Ich setze linux-2.6.9-gentoo-r6 mit linux26-headern ein und meine locale ist de_DE.utf-8/utf-8

(xine-lib und kaffeine wurden ohne Fehler kompiliert).

Vielen Dank im Voraus.

----------

## chodo

help needed!

----------

## boris64

sag mal, welches kaffeine benutzt du eigentlich?

ich persönlich habe alle pakete ">media-video/kaffeine-0.4.3b-r1" maskiert,

da die 0.5er-versionen bei mir überhaupt nicht mehr liefen.

ps: ich benutze auch ~x86, aber so einen fehler habe ich noch nicht gehabt.

hast du eventuell einen link auf die filme, die du abzuspielen versuchst?

----------

## chodo

Ich benutze 0.5-rc2. Allerdings hatte ich mit einem zwischenzeitlich installierten 0.43b dieselben Probleme.

Auftreten tun sie z.B. bei den ipod-werbevideos von apple:

http://www.apple.com/ipod/ads/

----------

## boris64

hi, schlechte neuigkeiten, der gleiche fehler tritt hier auch auf.

kaffeine (hier 0.43b) raucht ab, mit mplayer funktioniert es problemlos.

zum nachvollziehen:

ich habe dieses filmchen zum testen benutzt.

http://images.apple.com/movies/us/apple/ipod/saturday_hip_hop/Apple-SaturdayHipHop_480.mov

ps: vielleicht solltest du einen bugreport zu diesem fehler aufmachen(?!)

----------

## chodo

Ja.
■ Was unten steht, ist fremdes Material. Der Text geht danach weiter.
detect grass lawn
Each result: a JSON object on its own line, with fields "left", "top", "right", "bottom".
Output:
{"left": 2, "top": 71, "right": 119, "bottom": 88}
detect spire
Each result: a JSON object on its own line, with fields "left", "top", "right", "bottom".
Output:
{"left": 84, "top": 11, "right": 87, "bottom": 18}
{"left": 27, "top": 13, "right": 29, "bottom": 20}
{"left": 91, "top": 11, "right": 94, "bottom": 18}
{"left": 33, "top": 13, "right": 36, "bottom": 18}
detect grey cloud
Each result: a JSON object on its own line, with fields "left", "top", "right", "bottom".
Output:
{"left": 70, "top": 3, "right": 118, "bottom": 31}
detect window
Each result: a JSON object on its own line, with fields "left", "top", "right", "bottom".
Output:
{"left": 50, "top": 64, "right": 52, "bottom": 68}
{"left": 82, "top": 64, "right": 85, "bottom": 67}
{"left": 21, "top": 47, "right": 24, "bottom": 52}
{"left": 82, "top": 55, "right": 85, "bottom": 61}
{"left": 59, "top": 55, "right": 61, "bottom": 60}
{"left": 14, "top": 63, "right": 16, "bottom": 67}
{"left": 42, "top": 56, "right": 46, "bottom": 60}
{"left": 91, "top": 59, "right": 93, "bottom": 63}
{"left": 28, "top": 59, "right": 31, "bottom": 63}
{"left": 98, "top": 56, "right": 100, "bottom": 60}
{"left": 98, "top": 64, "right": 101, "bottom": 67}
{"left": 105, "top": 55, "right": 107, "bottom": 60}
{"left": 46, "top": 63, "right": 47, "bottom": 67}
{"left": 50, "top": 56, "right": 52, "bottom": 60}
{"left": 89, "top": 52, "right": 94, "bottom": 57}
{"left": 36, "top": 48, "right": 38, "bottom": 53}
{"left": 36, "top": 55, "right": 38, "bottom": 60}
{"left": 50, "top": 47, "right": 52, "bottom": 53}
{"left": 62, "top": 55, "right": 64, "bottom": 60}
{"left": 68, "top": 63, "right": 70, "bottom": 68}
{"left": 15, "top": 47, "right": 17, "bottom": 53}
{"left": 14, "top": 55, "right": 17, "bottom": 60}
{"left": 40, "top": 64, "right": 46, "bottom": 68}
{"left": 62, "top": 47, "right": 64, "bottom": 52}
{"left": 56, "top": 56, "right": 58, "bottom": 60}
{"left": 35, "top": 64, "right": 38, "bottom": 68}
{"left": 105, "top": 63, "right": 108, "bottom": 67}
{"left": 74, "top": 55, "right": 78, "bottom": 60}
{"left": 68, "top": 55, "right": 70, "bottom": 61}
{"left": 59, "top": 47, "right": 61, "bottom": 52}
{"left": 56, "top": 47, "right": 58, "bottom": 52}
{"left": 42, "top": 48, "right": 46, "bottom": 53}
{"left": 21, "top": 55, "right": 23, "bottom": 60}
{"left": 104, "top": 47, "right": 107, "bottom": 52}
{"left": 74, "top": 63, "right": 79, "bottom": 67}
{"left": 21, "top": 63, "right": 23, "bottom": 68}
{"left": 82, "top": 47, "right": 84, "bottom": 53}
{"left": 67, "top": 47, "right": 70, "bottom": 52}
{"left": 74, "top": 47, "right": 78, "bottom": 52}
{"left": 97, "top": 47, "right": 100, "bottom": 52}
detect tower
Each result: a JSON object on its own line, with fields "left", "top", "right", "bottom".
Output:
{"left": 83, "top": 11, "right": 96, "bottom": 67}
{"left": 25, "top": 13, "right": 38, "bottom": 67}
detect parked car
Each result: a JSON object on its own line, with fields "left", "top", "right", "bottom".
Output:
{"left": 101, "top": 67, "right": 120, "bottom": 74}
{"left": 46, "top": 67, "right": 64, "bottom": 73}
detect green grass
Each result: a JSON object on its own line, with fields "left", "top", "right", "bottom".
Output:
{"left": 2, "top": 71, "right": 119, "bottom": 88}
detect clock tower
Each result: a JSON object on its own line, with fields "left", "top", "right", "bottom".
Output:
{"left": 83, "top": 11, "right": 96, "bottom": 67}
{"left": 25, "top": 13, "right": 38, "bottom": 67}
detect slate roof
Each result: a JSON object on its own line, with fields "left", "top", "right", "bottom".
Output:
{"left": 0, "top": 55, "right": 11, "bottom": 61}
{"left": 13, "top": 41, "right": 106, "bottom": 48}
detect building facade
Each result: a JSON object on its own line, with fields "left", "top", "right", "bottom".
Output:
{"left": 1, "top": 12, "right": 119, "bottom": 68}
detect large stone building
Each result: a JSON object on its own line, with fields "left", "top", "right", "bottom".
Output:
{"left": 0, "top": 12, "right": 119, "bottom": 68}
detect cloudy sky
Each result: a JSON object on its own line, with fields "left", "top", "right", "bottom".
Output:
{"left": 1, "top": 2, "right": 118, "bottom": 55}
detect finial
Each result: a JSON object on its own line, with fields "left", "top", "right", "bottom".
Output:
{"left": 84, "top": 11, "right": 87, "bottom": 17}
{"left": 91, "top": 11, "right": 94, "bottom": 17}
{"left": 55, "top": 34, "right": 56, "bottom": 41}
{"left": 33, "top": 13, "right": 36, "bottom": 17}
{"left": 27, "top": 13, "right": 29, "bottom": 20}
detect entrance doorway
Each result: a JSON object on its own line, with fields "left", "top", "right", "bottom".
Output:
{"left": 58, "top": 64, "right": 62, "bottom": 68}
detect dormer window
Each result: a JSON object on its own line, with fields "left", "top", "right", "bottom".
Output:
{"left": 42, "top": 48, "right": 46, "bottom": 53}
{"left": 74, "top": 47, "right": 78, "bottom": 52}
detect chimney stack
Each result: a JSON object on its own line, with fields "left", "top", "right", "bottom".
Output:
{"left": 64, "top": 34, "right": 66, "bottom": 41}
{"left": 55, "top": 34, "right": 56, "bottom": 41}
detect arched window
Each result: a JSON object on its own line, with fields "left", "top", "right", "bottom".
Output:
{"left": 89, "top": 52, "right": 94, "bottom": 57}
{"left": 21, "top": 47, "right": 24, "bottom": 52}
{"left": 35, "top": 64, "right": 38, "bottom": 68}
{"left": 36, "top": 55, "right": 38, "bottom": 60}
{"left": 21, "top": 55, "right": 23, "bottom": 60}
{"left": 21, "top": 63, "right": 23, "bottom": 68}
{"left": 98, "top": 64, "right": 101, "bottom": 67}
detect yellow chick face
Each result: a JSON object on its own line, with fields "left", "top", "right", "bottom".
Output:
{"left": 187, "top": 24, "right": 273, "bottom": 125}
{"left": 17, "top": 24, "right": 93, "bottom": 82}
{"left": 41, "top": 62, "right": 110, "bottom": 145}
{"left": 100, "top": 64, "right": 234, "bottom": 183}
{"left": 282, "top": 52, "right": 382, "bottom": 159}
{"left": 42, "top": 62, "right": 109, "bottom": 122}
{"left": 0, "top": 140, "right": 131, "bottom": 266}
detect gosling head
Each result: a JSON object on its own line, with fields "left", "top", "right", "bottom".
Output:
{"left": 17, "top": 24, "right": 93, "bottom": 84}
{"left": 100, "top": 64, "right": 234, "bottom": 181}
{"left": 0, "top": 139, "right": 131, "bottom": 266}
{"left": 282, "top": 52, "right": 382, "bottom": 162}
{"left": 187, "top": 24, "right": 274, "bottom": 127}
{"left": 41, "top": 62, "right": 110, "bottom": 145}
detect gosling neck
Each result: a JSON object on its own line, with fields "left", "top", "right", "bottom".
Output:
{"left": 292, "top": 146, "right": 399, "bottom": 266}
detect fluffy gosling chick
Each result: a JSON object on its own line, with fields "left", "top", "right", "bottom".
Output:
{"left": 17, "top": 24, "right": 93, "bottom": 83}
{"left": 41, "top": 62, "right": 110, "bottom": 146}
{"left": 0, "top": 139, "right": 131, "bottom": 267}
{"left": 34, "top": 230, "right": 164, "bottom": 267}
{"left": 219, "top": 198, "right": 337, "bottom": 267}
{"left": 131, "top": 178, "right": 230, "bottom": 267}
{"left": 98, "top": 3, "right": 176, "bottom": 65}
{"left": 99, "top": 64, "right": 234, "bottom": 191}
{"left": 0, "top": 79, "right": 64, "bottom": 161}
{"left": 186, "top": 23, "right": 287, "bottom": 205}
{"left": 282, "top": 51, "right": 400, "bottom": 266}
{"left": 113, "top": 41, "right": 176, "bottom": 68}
Es scheint übrigens ein xine-Problem zu sein (xine-ui stürzt auch ab, bei mir).

Edit: Habe einen Bugreport erstellt (eigentlich sogar mehrere aus versehen   :Embarassed:  )

----------

## boris64

noch mal ein nachtrag:

der kaffeine-port (0.43b) unter freebsd 5.3 funktioniert hier einwandfrei,

so wie es unter gentoo eigentlich auch klappen sollte.

ps: hast du mal den link für den bugreport? thx  :Wink: 

----------

## chodo

Da es meiner Meinung nach ein Gentoo-Bug ist, habe ich ihn hier gepostet: https://bugs.gentoo.org/show_bug.cgi?id=73796.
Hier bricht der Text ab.